Culiacán, Sinaloa.- Con la conferencia “Cambiar la narrativa: hablar de salud mental salva vidas”, el Congreso del Estado de Sinaloa llamó a romper con el silencio, el estigma y los prejuicios que todavía rodean a la depresión, la ansiedad y las crisis emocionales.
La conferencia, organizada por la Unidad de Igualdad de Género, estuvo a cargo del doctor Édgar Antonio Velarde, psicoterapeuta especializado, quien compartió también una experiencia personal que marcó su trayectoria profesional: la pérdida de una persona que amaba a causa del suicidio.
Velarde señaló que hablar de suicidio no provoca el problema; por el contrario, abrir espacios de escucha puede convertirse en una herramienta de prevención. Explicó que las personas que atraviesan una crisis pueden enviar señales de alerta que deben ser tomadas en serio y atendidas sin juicios ni estigmas.
Subrayó que la prevención del suicidio no es responsabilidad exclusiva de psicólogos y psiquiatras. Familia, escuelas, centros de trabajo, instituciones y sociedad tienen un papel fundamental para detectar cambios de conducta, escuchar y acompañar a quienes atraviesan momentos de dolor emocional.

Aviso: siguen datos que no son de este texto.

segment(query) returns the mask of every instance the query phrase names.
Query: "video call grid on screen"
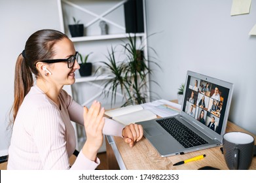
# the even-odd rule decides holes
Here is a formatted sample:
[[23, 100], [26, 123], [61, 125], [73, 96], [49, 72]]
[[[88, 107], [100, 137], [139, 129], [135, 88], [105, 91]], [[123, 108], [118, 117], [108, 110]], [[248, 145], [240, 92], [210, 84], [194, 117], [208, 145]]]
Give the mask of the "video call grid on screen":
[[188, 76], [183, 111], [221, 133], [229, 89]]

Durante su exposición también destacó que la salud mental está relacionada con las condiciones en las que viven las personas, por lo que las instituciones públicas pueden contribuir mediante políticas que favorezcan el acceso a vivienda, seguridad social, servicios de salud, empleos dignos y mejores condiciones de vida.
El presidente de la Junta de Coordinación Política, Eligio López Portillo, sostuvo que hablar de salud mental implica reconocer al ser humano de manera integral y aprender a escuchar, respetar y validar las emociones de los demás.
Por su parte, la secretaria general del Congreso, Conzuelo Gutiérrez Gutiérrez, señaló que el bienestar emocional también debe ser parte de la vida laboral y llamó a no permitir que las responsabilidades cotidianas hagan que se pierda de vista a las personas que están detrás de cada función institucional.
El Congreso de Sinaloa refrendó así su compromiso de generar espacios de reflexión sobre salud mental y perspectiva de género, con el objetivo de contribuir a una sociedad donde pedir ayuda no sea motivo de vergüenza y hablar pueda significar una oportunidad para salvar una vida.